Civil Rights Protests Considered Nuisance in Both 1965 and 2014
In many ways, the perspective of the National Review's editors on civil rights demonstrations in 1965 and in 2014 provide powerful evidence of the parallels between the two movements -- or, at least the similarly dismissive attitudes with which both were treated.
"The Left has long posited various means of achieving social justice, from the general strike to consciousness-raising worker collectives. To these methods must now be added traffic congestion, as well as the staging of obnoxious spectacles during the Christmas shopping season."
"How long, to say it very briefly, should sit-ins be allowed to squat down in major traffic zones?"
The first quote was from a December 16, 2014 article penned by National Review's current editor, Lowry, taking aim at protesters that shut down bridges in the wake of the acquittals of the officers who killed Eric Garner.
The second quote was from Buckley, National Review's founding editor, writing in 1965 about Dr. King and the march across Selma's Edmund Pettis Bridge. "It takes a heap of ideology," Buckley added, "to paint [Alabama Governor George] Wallace as the anarchist, and King as the agent of law and order."
Compare Lowry's claims about the "ordinary people" who are "inconvenienced" by demonstrators in 2014 with Buckley's concern about the threat to the "community" posed by protesters in 1965:
"All of these ordinary people, who haven’t harmed anyone, are being inconvenienced for the sin of having somewhere to go," Lowry wrote about Black Lives Matter demonstrations in 2014.
"At what point do the local authorities begin to transfer their concern from the rights of the dissenters to dissent, on over to the right of the community to practice the profession of living?" Buckley wrote about the Selma march in 1965.
Sure, 2015 is not 1965.
But fifty years from now, when today's civil rights demonstrations against long-unaddressed inequities are officially part of history, we may look at Rich Lowry's words about Ferguson through the same lens that we now view William F. Buckley's claims about Selma. What today is regarded as a nuisance could go down in history as a turning point.
One Percenters Who Opposed Civil Rights Still Hold Sway Today
Buckley was not alone in opposing the goals of Dr.

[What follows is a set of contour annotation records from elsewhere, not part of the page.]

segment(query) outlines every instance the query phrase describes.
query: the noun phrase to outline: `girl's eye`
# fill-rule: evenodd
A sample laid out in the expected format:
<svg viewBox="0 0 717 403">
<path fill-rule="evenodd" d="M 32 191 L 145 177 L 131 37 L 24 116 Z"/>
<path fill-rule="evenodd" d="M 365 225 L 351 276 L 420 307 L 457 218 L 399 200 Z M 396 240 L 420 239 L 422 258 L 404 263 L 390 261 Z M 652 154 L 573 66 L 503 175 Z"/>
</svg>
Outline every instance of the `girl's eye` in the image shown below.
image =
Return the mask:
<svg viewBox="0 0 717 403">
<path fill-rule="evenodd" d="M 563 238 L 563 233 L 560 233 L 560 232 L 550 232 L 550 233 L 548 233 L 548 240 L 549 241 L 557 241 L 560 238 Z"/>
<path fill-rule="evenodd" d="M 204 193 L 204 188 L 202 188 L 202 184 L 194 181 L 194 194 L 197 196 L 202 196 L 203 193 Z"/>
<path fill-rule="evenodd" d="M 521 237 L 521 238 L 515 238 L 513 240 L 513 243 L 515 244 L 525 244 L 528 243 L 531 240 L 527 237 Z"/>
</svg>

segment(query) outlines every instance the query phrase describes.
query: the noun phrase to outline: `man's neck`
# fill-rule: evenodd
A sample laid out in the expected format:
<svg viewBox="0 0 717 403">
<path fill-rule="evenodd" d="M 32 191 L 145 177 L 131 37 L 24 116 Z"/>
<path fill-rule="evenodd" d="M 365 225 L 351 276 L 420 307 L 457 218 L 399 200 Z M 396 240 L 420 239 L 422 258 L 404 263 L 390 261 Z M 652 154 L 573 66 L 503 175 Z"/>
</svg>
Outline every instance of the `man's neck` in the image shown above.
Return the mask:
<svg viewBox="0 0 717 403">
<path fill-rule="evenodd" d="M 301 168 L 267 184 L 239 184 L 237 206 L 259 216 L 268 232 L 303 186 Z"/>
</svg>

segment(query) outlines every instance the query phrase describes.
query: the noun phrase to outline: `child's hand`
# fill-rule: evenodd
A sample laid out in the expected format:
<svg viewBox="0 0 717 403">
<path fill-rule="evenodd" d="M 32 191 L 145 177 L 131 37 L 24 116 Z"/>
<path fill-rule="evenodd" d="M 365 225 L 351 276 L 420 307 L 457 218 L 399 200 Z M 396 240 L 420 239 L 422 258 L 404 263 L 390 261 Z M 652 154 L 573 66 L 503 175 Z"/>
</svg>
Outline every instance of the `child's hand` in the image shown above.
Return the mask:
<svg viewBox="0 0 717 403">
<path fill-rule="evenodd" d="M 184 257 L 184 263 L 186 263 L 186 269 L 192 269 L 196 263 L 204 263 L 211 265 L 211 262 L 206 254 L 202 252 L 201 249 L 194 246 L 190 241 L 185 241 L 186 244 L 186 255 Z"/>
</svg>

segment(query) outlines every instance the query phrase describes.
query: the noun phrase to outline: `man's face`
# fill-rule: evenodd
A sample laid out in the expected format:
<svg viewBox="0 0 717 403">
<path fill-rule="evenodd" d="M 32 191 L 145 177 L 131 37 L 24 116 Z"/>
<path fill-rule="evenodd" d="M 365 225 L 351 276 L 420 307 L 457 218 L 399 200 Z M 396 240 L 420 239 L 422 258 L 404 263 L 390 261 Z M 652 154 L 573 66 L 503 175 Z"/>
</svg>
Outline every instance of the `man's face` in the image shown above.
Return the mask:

King and the Selma protesters.
Charles Koch was a member and funder of the John Birch Society in 1965, when it issued a statement denouncing how a "horde of termites from all over the country, led by half-crazed ministers and professors, swarmed over the small town of Selma, Alabama, in a typical demonstration of Communist activism."
In fact, as Center for Media and Democracy Executive Director Lisa Graves has described, the same year that the John Birch Society was denouncing the Selma march as a "sham and a farce," Charles Koch opened a John Birch Society bookstore in Wichita, Kansas stocked with material opposing the civil rights movement.
Koch, a major funder of the John Birch Society whose father was one of its earliest members, remained a member until 1968, when he resigned over the Society's position on the Vietnam War -- yet, as Graves noted, "he made no similar gesture expressing any opposition to its long-standing, high priority anti-civil rights agenda, which his financial support made possible."